The issue of whether US markets are rigged against the interests of investors has been under intense scrutiny since the publication of Michael Lewis’ exposé of high-frequency trading (HFT) “Flash Boys” was published last month.
ConvergEx’s survey of 357 market participants found more than half thought HFT is harmful or very harmful to them, while just 19% felt it was helpful.
Survey respondents also revealed they were relatively unprepared to counter the negative effects of HFT despite awareness of the issue. Just 22% said they had made some changes to their trading style as a result of HFT, with 71% having done nothing to tackle the problem.
Eric Noll, president and CEO of ConvergEx Group, said: “Our survey reveals a financial community that is not yet sure how to respond to HFT and the rapidly changing marketplace. ConvergEx is committed to helping its clients navigate this evolving structural and regulatory landscape.”
In his recent book, Lewis states that the speed advantages possessed by HFT firms, including co-location, favourable information distribution and expensive proprietary pipes between exchanges, mean it is difficult if not impossible for other investors to profit on financial markets in the US. The book has thrust the argument into the public sphere and regulators are now taking a much closer look at the role of HFT and how it affects the broader market.
The survey found there was some support to address the issue with increased regulation, and 43% said more regulation was needed. However, 38% felt existing rules were sufficient.

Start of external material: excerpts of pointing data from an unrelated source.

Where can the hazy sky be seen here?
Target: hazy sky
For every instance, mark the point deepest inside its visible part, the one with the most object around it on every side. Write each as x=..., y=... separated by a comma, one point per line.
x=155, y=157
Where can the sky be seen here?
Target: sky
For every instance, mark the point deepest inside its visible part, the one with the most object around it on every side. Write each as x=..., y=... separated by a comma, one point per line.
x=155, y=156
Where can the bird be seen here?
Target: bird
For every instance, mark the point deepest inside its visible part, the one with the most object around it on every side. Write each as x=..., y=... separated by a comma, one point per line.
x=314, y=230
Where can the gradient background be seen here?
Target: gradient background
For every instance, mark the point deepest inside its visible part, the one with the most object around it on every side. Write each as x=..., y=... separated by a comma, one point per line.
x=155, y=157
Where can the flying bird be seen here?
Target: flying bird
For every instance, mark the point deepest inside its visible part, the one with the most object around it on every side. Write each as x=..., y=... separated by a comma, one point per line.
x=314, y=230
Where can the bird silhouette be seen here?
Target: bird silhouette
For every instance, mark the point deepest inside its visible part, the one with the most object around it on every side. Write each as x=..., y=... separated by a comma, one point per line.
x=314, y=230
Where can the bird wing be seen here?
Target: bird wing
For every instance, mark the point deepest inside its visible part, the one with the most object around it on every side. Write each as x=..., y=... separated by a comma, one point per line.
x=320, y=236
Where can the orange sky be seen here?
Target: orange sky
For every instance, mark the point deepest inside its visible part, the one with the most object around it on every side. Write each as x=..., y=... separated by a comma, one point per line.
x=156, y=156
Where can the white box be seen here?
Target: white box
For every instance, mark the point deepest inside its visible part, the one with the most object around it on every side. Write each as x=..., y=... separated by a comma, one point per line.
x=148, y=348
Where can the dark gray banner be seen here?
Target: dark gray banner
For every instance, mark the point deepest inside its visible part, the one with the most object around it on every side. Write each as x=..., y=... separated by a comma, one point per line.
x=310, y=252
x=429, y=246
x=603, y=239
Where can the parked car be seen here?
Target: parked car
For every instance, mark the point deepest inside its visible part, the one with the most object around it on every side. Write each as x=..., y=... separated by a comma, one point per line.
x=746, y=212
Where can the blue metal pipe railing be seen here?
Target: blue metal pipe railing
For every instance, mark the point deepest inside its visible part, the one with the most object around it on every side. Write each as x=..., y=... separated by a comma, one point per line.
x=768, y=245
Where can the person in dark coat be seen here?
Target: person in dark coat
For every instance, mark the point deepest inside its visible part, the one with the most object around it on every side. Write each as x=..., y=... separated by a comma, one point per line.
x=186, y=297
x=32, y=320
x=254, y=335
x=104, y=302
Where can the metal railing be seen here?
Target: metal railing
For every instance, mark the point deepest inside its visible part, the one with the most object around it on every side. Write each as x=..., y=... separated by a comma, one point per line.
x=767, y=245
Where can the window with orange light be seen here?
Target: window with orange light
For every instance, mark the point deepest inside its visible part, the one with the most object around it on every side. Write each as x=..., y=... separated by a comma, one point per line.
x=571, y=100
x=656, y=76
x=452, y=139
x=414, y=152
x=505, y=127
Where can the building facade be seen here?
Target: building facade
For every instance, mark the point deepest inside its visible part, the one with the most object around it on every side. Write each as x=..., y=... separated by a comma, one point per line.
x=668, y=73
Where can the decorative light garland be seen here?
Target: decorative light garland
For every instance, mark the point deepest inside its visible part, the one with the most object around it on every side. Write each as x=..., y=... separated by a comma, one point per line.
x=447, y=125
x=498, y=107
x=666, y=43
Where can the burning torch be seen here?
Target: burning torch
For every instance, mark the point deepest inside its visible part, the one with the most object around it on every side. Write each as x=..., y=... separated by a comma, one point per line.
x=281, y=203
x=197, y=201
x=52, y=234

“Our survey found that a majority of financial industry participants believe that the US equity markets are unfair and that HFT is harmful. What may be surprising, however, is that most people seem to be taking a wait-and-see posture. Very few respondents to our survey have made any changes recently to the way they interact with the markets and the majority feel that regulatory changes can provide answers,” Knoll added.